Bei Unternehmensgruppen iSd § 9 KStG sind die Prämien vom betreffenden Gruppenmitglied bis zur Rechtskraft des Feststellungsbescheides geltend zu machen und werden diesem auch gutgeschrieben (vgl KStR 2013 Rz 1060; siehe auch KStR 2013 Rz 1580 ff).
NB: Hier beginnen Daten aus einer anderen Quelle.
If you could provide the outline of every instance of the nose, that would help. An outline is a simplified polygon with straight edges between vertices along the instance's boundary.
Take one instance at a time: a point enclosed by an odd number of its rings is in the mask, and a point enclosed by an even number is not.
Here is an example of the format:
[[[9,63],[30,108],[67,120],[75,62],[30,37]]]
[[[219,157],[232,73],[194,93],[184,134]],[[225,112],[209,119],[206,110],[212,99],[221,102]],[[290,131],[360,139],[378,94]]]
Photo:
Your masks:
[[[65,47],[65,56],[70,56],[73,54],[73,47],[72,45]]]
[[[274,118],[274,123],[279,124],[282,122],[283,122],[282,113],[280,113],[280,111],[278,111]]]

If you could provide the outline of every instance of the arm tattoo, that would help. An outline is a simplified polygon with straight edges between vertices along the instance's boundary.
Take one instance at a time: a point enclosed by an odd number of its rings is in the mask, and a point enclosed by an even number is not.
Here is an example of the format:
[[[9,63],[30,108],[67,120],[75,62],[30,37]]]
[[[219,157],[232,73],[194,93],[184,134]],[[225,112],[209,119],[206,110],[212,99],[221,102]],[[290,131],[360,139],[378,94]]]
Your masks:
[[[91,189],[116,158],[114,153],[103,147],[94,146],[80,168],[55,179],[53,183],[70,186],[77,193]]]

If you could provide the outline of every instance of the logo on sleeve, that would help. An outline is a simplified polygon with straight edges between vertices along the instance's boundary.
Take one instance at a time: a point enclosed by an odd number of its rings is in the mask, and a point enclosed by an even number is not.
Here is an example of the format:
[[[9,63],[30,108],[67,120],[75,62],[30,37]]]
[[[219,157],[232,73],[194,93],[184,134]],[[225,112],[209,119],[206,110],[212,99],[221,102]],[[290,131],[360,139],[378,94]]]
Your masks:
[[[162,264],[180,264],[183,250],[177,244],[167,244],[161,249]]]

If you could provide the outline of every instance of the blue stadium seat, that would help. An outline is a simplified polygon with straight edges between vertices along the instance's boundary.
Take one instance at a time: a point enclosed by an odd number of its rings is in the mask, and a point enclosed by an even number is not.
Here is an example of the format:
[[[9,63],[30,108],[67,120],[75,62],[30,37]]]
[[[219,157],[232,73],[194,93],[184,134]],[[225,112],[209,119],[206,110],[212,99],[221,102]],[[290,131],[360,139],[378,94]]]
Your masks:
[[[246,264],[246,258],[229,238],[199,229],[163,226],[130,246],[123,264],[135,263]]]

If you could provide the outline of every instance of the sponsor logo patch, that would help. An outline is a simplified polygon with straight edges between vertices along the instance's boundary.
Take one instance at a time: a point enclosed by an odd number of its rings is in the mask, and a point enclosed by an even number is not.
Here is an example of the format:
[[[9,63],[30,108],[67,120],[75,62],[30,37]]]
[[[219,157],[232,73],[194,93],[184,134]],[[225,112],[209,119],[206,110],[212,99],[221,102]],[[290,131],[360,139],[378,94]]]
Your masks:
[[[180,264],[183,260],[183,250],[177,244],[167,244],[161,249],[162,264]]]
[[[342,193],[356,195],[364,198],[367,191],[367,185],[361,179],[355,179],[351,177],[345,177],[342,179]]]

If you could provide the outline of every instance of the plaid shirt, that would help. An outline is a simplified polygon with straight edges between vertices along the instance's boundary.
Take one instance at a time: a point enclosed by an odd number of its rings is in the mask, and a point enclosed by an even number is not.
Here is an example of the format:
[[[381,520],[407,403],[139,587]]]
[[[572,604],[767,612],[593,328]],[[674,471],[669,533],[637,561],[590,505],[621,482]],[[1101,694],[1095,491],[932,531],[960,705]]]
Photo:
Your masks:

Teilabspruch in Bezug auf den unstrittigen Teil des Prämienantrages

Das Finanzamt kann auf Antrag die FPr für eigenbetriebliche Forschung und experimentelle Entwicklung hinsichtlich eines sachverhaltsmäßig abgegrenzten Teiles des Prämienantrages (ein Forschungsprojekt, mehrere Forschungsprojekte und/oder ein Forschungsschwerpunkt, mehrere Forschungsschwerpunkte) mit gesondertem Bescheid festsetzen, wenn damit zu rechnen ist, dass sich andernfalls die Entscheidung über den Prämienantrag erheblich verzögert (vgl § 108c Abs 3 EStG idF AbgÄG 2022; ab 20.7.2022).

Die Forschung muss von einem inländischen Betrieb oder einer inländischen Betriebsstätte in Auftrag gegeben werden.